At a vigil for Ian Tomlinson the next day a video camera caught an incident in which Sgt Delroy Smellie slapped and then hit a young woman with a baton, so far he has been the only police officer to face charges, yesterday he was acquitted of assault, Judge Wickham said: “I am satisfied he honestly believed it was necessary to use force to defend himself.”. In a way the acquittal of Sgt Smellie was correct – the police as a group are taught to fear everyone in these kind of situations and to expect the worst, they are given the tools to deal with this (physical, psychological and legal) and, unsurprisingly, they use them.
The officers dealing with Ian Tomlinson were in the same mindset, they were given no room for making sensible judgements as individuals because the culture of the body they are part of had already made its mind up. At protests there’s frequently an obvious macho culture among police, a strong ethic of ‘protecting their own’ and a relish at having the opportunity to put into practice some of the training that they don’t normally get to use. I would go as far to say that for many of the police officers, protests like this are a golden opportunity to ‘crack some heads’ with impunity. The lack of action over Tomlinson’s death and the acquittal of Smellie can only reinforce this.

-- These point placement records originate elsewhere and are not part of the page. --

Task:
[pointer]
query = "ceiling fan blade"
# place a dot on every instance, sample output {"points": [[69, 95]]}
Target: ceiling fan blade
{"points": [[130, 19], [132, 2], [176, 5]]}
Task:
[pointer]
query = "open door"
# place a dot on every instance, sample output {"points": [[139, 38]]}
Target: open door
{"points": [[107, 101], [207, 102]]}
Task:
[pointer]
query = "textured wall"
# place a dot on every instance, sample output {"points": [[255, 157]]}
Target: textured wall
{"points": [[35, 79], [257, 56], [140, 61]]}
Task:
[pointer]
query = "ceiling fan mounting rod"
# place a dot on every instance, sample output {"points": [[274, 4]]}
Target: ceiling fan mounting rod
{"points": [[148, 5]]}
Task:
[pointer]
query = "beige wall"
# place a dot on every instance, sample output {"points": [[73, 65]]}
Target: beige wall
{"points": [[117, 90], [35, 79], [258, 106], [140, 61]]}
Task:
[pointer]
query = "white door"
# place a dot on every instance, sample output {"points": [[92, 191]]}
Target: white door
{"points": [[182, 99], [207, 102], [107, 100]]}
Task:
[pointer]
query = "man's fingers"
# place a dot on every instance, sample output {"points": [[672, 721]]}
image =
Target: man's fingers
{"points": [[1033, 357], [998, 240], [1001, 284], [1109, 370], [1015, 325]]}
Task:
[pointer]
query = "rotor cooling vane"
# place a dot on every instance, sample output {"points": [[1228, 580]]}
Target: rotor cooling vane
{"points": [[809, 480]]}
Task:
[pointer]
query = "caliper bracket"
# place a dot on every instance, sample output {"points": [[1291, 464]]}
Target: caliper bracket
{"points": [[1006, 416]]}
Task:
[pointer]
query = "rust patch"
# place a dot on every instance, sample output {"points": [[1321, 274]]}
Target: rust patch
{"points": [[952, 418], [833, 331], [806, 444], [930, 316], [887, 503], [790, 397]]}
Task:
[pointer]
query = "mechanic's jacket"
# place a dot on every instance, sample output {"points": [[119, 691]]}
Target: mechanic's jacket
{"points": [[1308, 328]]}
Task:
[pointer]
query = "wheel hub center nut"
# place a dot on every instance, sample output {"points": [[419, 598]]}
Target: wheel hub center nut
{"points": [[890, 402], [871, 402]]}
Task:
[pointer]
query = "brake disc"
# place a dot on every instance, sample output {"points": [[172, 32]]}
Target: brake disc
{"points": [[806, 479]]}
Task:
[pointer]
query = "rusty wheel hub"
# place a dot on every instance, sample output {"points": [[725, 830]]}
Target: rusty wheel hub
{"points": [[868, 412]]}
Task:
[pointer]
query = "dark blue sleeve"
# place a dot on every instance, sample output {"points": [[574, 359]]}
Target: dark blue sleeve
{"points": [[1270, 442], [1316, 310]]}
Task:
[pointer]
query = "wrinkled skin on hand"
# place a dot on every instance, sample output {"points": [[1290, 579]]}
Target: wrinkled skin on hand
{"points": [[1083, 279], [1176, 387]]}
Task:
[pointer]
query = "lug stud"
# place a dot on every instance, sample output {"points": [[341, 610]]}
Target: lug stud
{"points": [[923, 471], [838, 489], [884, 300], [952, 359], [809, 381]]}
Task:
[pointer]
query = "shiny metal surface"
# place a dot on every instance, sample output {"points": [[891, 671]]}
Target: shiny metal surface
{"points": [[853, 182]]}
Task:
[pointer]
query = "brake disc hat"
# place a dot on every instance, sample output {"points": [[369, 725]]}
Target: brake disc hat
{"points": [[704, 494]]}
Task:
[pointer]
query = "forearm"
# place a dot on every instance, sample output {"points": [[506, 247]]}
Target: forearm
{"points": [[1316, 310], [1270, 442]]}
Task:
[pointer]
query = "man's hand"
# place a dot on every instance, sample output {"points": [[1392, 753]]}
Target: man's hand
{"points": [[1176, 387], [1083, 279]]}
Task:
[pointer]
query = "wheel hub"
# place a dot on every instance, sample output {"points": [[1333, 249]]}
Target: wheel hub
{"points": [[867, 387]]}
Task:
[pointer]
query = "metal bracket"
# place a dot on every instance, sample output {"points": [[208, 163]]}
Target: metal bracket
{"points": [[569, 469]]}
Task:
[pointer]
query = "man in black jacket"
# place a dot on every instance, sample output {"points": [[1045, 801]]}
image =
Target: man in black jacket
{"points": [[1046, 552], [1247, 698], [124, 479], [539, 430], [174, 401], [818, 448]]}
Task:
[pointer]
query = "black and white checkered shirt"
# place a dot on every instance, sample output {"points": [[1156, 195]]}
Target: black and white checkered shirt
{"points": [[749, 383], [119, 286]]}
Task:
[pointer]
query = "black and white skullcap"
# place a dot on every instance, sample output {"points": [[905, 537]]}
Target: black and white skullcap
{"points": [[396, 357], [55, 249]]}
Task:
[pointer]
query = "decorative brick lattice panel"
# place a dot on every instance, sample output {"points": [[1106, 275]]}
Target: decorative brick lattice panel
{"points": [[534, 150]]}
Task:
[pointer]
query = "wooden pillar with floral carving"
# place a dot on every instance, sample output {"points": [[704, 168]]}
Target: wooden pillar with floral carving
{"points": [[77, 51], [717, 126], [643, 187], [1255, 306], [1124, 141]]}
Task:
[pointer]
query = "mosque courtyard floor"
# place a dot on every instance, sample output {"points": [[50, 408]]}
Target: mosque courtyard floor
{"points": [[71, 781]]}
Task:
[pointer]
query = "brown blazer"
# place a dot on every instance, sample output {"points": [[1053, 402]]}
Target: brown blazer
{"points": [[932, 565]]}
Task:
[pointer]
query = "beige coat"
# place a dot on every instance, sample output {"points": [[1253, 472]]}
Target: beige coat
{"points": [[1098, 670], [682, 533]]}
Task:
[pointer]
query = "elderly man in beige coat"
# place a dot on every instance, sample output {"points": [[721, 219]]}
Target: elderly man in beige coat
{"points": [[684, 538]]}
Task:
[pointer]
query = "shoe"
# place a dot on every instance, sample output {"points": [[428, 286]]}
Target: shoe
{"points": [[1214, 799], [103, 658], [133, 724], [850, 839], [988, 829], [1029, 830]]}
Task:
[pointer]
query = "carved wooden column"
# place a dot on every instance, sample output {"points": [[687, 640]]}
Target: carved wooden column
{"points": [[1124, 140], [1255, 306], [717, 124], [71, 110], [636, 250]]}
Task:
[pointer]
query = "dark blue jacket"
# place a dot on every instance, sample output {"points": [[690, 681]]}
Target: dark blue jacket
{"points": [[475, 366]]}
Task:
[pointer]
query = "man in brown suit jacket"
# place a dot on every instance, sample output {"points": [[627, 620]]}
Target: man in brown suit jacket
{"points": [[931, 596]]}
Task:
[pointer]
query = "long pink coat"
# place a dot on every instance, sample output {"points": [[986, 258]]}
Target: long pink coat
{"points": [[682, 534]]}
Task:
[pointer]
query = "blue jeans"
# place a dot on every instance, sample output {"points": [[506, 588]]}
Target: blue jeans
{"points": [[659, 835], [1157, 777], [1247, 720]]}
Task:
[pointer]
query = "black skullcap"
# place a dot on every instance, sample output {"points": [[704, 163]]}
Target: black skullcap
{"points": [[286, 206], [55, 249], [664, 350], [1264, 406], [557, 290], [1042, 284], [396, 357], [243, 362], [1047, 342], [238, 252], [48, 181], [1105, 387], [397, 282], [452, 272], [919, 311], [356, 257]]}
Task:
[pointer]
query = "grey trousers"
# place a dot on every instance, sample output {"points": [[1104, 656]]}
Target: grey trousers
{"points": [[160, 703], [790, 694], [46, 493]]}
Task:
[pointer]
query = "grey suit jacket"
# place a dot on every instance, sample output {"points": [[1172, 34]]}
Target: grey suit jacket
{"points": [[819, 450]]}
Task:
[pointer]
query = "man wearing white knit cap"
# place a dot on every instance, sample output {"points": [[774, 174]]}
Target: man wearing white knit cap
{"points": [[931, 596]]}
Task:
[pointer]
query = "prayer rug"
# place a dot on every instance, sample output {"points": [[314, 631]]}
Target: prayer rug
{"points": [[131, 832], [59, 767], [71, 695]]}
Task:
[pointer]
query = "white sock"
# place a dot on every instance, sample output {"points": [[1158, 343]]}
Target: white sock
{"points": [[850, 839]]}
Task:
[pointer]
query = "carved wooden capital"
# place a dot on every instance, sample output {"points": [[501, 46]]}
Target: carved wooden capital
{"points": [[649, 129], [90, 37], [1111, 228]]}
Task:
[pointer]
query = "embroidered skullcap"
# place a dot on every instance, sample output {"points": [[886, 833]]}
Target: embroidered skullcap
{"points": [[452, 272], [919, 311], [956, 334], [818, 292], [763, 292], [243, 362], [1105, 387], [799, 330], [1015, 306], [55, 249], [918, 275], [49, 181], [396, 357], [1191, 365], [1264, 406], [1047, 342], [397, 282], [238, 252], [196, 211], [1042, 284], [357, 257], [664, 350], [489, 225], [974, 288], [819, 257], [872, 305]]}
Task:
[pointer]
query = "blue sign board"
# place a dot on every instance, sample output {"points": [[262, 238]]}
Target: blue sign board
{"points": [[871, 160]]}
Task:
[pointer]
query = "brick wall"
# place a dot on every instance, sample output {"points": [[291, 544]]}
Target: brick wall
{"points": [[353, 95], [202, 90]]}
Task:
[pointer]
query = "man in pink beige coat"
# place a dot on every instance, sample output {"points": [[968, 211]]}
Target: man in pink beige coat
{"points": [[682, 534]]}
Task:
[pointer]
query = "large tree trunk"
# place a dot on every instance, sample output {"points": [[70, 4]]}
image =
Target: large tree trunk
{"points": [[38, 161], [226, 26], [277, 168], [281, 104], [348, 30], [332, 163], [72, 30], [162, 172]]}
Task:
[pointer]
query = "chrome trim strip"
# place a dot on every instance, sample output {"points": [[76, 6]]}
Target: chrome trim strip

In reaction to the media frenzy over these incidents (and make no mistake it was a reaction to media, and NOT to the events themselves) some sections of the police decided to make a very public showing of ‘softly softly’ policing. At the Climate Camp in August they were conspicuous by their absence, and the HMIC report made many suggestions of how to ‘adapt to protest’. But nothing has really changed – the police as a body still see people, social movements and protest as a threat to be managed, rather than a democratic necessity. And individual judgement of police officers is still suppressed as part of a groupthink that divides the world into us and them.